The lysophospholipase activities of neuropathy target esterase (NTE) and its truncated mutants. Lysates of COS-7 cells overexpressing GFP, NEST-GFP, ΔR-NTE-GFP or NTE-GFP in the absence or presence of OA were incubated with LPC as lipid substrate and hydrolytic activities were determined by measuring the released NEFA. GFP served as negative control. Assays were linear with time and protein amount. The Western blot shows comparable protein expression of GFP, NEST-GFP, ΔR-NTE-GFP and NTE-GFP. Normalization was performed by densitometric analyses of the respective expression level detected with an antibody towards GFP. “+” and “-” indicated OA loading or not respectively. Data are presented as means ± SD and are representative of at least three experiments. Asterisk denotes p values: * p < 0.05, n = 3.

Figure 7

LD morphology and lipid levels upon knockdown of NTE and overexpression of NEST in human neuroblastoma cells. SH-SY5Y control cells, NTE-knockdown cells (SH/NTE-shRNA) and NEST-expressing cells (SH/NEST) were incubated with OA overnight. (A) LDs were labeled by LipidTOX Deep Red and visualized by confocal laser scanning microscopy. Scale bar = 10 µm. Figures are representative of three separate experiments. (B) and (C) Triacylglycerol (TG) and PC levels were measured in control cells (SY5Y), NTE-knockdown cells (NTE shRNA) and NEST-overexpressing cells (NEST) incubated in the absence (−OA) or presence (+OA) of exogenous OA. Data are presented as means ± SD and are representative of at least three experiments.
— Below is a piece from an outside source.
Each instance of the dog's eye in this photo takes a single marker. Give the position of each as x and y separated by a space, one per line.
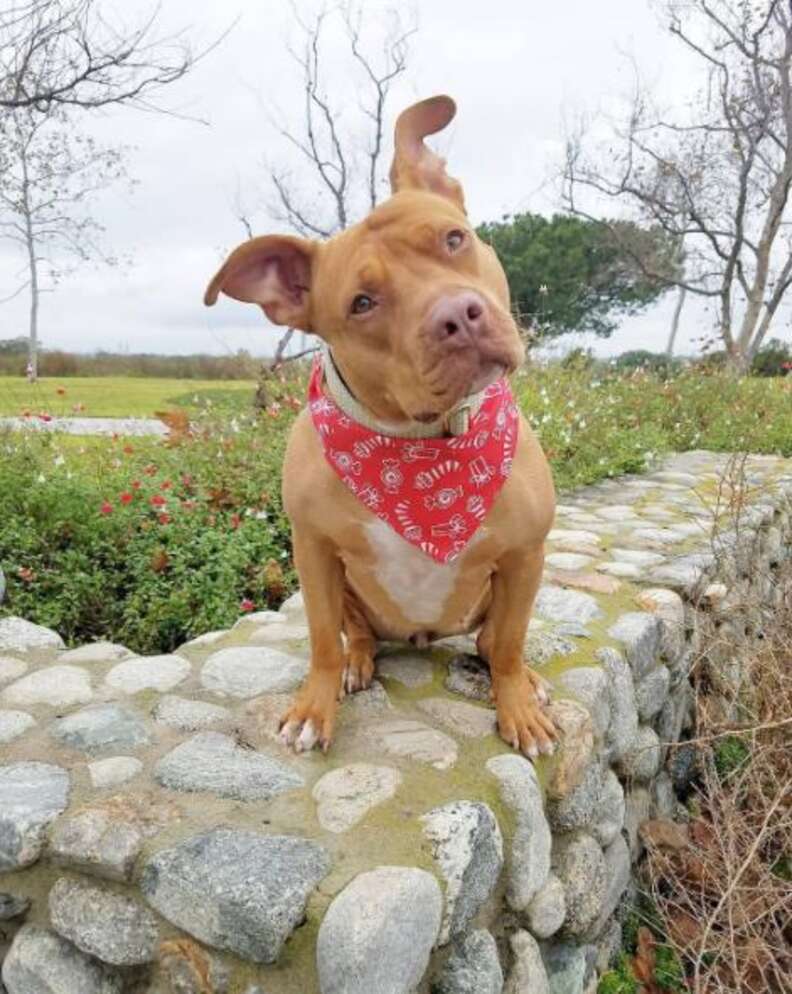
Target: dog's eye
455 239
362 304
Asterisk indicates p values: * p < 0.05, n = 3.

Figure 8

Summary of the subcellular localization of NTE constructs. Localization to the ER or LDs is described as positive (+), whereas failure to localization as negative (−). “+/−” indicates partial localization to the ER. For comprehensiveness, the results of a previous study were included in this summary [5].